Moderna asserts that Pfizer and BioNTech have copied two key features of its mRNA technology platform: (i) an mRNA chemical modification; and (ii) the delivery of the full-length S protein in a lipid nanoparticle (LNP) formulation for a coronavirus.

Moderna states that Pfizer/BioNTech clinically tested four different vaccine candidates, including candidates that would not have infringed the patents, but ultimately chose to proceed with the candidate comprising the same mRNA chemical modification as Spikevax. The mRNA technology, first used commercially in COVID-19 vaccines, includes a modification to replace the uridine nucleotide with a pseudouridine derivative (1-methylpseudouridine). Incorporation of pseudouridine has been found to limit the body’s inflammatory response to foreign mRNA, as well as to increase mRNA stability. Moderna claim they started development of this technology in 2010, and were the first to validate it in human trials in 2015. However, Weissman and Karikó, two scientists at the University of Pennsylvania, state they discovered the advantages of replacing uridine in mRNA in 2005. A patent obtained by Weissman and Karikó in 2008 (six years earlier than the filing of Moderna’s patents) discloses the 1-methylpseudouridine modification claimed by Moderna.

The use of LNPs in COVID-19 vaccines provides a solution to the delivery issues associated with mRNA therapeutics. Nucleic acids are hydrophilic, which can make uptake across the cellular lipid membrane challenging. By using LNPs to encapsulate the modified mRNA, it may be protected and delivered intact across the cell membrane. The LNP formulation used includes four different lipid types: ionisable cationic lipids, phospholipids, cholesterol and PEG-conjugated lipids.

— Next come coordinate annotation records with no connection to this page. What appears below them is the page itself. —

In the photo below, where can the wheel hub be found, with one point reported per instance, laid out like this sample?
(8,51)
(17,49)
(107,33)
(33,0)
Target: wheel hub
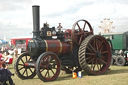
(98,55)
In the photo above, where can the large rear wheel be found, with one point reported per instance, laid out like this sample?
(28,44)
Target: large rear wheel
(95,55)
(48,66)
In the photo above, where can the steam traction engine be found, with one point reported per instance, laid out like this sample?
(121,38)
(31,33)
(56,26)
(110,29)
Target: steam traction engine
(75,48)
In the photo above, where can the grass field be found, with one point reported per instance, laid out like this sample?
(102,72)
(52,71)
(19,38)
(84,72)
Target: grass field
(116,76)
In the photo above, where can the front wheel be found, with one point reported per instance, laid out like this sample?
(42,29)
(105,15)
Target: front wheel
(48,66)
(120,61)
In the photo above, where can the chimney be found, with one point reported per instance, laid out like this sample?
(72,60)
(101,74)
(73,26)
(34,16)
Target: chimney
(36,21)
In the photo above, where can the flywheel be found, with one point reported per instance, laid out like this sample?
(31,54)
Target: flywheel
(94,55)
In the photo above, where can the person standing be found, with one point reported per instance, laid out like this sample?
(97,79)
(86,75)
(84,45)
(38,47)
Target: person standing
(15,53)
(4,57)
(4,68)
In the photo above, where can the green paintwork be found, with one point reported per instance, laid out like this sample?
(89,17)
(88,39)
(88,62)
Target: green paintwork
(119,40)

Adding cationic lipids to the LNP provides it with a positive charge, enabling it to bind to the negatively charged backbone of mRNA. Moderna claims that it developed its approach while working on the MERS vaccine, years before the emergence of COVID-19. However, Moderna has been targeted by Alnylam and Arbutus, two other pharmaceutical companies developing LNP technologies, for alleged patent infringement relating to the use of cationic lipid LNPs in its vaccines.

Moderna stated in 2020 that it would not enforce patent claims during the COVID-19 pandemic, in order to help other countries, with less resources, to develop their own vaccines. In March 2022, Moderna issued an updated patent pledge requesting respect for its IP rights in non-AMC 92 countries. It is clear however that the “pandemic” phase of COVID-19 is now over, so it appears that Moderna is now looking to recoup some of the costs associated with developing its vaccine. Moderna is also engaged in an ongoing dispute with the US National Institutes of Health (NIH) after failing to list three of its researchers as co-inventors in its recent COVID-19 vaccine patent application.

It will be interesting to see what part patent litigation has to play as we emerge from the COVID-19 pandemic.